To address these issues, the business case makes three principal recommendations:

1. All parties to the process should adopt a single set of global information and technology standards, while continuing to support the current disclosure process;

2. Issuers should “tag” corporate action documents with XBRL (based upon the global ISO standard followed by the financial services industry), permitting easy, automated extraction of the data, and

3. Intermediaries should consume and seamlessly disseminate the electronic version of the corporate action information as close to real-time as possible or within a timeframe as requested by investors.

James Anderson, Manager Financial Reporting at AGL Resources, said, “Implementing these recommendations would result in corporate action information that is computer-readable, eliminating the need for intermediaries to interpret and transform our messages into structured data. This allows us to remain in control of these important disclosures, and ensure they are communicated exactly as we intended. This enables greater transparency, accuracy and timeliness of our data that is extracted from regulatory filings and press releases that we issue, giving our shareholders more time to make decisions. We believe our investors and those who receive our corporate action information will embrace this initiative.”

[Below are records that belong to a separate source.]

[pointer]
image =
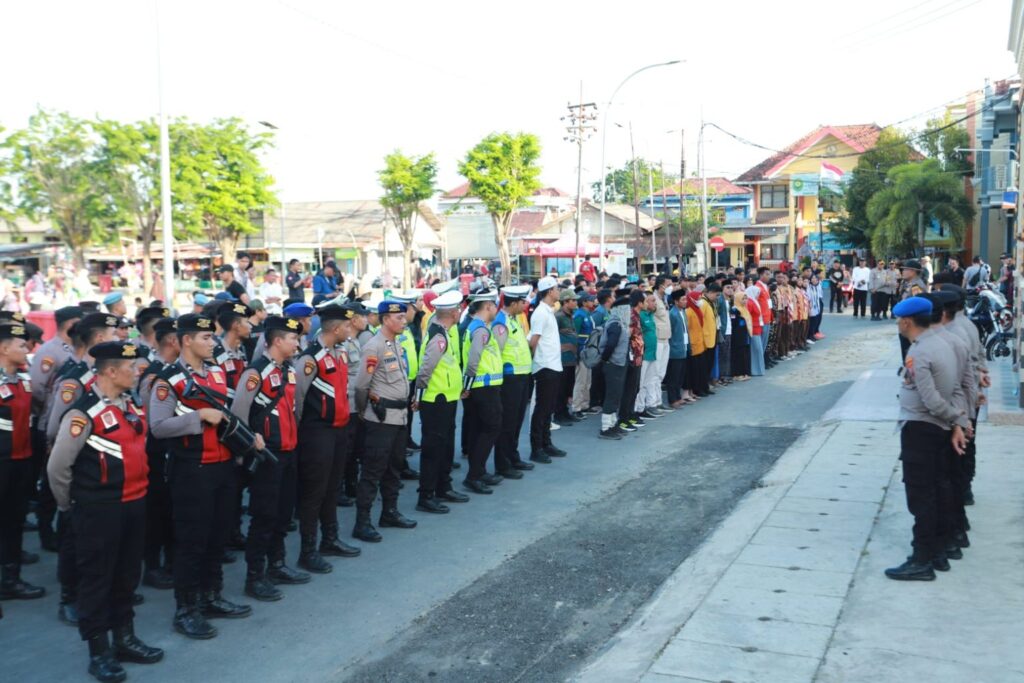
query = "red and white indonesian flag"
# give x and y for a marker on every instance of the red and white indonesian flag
(830, 172)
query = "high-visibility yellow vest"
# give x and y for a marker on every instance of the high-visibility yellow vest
(515, 356)
(488, 371)
(446, 378)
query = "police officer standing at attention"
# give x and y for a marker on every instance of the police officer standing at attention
(98, 471)
(15, 460)
(187, 403)
(265, 400)
(932, 422)
(323, 411)
(481, 389)
(46, 365)
(516, 366)
(381, 394)
(910, 285)
(438, 386)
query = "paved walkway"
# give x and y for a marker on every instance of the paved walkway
(791, 587)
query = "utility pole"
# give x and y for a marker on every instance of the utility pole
(581, 127)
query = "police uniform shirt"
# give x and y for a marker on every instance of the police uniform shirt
(931, 390)
(383, 373)
(47, 361)
(66, 449)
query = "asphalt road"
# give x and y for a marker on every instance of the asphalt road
(520, 586)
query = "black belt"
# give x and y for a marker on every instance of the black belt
(392, 402)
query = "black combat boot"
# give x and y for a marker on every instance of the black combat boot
(102, 665)
(67, 610)
(214, 605)
(12, 588)
(259, 587)
(188, 620)
(391, 517)
(332, 546)
(310, 559)
(127, 646)
(279, 572)
(364, 530)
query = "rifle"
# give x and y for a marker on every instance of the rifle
(235, 433)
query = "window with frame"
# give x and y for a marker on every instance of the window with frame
(774, 197)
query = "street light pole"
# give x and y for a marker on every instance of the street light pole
(604, 138)
(284, 264)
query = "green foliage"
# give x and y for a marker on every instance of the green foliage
(914, 193)
(51, 170)
(407, 181)
(854, 226)
(619, 182)
(503, 172)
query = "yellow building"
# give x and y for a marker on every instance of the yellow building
(785, 197)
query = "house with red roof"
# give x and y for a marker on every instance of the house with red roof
(785, 194)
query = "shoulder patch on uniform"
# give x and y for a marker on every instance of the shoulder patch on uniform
(78, 425)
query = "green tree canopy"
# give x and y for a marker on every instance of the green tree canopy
(407, 181)
(503, 172)
(913, 195)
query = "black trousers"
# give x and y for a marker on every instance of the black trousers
(109, 542)
(836, 297)
(483, 408)
(271, 499)
(202, 504)
(382, 462)
(860, 302)
(515, 399)
(565, 391)
(614, 382)
(323, 456)
(925, 452)
(547, 382)
(597, 385)
(15, 479)
(676, 375)
(159, 523)
(631, 387)
(437, 420)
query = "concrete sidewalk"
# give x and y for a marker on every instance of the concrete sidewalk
(791, 587)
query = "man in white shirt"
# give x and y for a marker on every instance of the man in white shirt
(861, 280)
(270, 291)
(545, 344)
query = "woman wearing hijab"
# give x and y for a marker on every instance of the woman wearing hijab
(696, 374)
(757, 327)
(740, 347)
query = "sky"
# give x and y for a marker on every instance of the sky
(347, 83)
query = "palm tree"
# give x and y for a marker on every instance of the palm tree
(914, 195)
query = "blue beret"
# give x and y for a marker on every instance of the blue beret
(912, 306)
(299, 310)
(388, 306)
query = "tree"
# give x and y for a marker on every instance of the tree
(503, 172)
(854, 226)
(51, 170)
(407, 181)
(914, 195)
(221, 181)
(619, 182)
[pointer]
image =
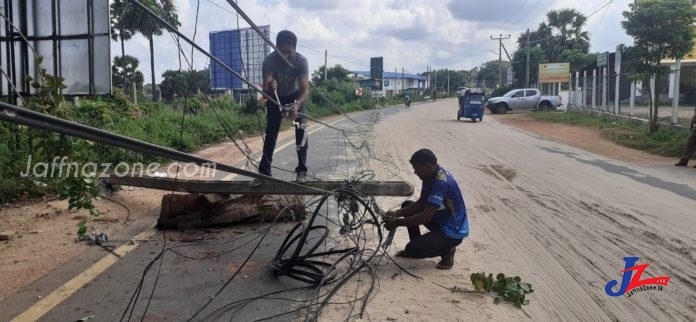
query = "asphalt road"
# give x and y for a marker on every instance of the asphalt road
(560, 217)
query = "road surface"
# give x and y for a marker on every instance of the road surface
(559, 217)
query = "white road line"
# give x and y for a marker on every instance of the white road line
(46, 304)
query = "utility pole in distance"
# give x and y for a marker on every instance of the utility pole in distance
(526, 82)
(500, 57)
(326, 68)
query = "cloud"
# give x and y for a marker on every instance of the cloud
(313, 5)
(409, 34)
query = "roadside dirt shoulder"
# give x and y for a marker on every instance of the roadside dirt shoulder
(41, 233)
(585, 138)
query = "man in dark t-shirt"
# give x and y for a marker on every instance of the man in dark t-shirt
(290, 85)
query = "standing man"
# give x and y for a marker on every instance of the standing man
(690, 145)
(291, 85)
(440, 208)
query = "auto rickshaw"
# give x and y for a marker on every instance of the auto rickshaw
(471, 104)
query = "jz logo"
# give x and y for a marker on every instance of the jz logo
(632, 283)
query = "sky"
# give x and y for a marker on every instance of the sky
(409, 34)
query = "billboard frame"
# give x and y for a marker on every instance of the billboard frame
(72, 31)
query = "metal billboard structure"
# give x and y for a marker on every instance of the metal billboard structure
(241, 49)
(73, 37)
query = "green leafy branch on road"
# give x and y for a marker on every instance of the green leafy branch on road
(509, 289)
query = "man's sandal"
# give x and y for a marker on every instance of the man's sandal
(403, 254)
(447, 260)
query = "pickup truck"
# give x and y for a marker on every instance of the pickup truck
(521, 99)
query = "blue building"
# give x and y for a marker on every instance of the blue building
(243, 50)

Survey results and discussions with members of the stakeholder group yielded expected benefits of implementation including:

• Direct savings to investors and their investment managers of $172 million annually.

• An estimated total cost savings of $400 million per year for the industry.

• A 60% improvement in fully automated dissemination of data on Mandatory corporate action events to investors, which represent an estimated 80% of all U.S. corporate actions.

Elisa Nuottajarvi, Manager, at the Securities Industry and Financial Markets Association – Asset Management Group, said: “The Issuer-to-Investor: Corporate Actions Business Case is a major effort which makes it very clear that there is a need to automate the corporate actions process by using new technologies and standards, such as XBRL and ISO. Industry-wide collaboration on this effort is a key step in the process of resolving this age-old and very costly problem.”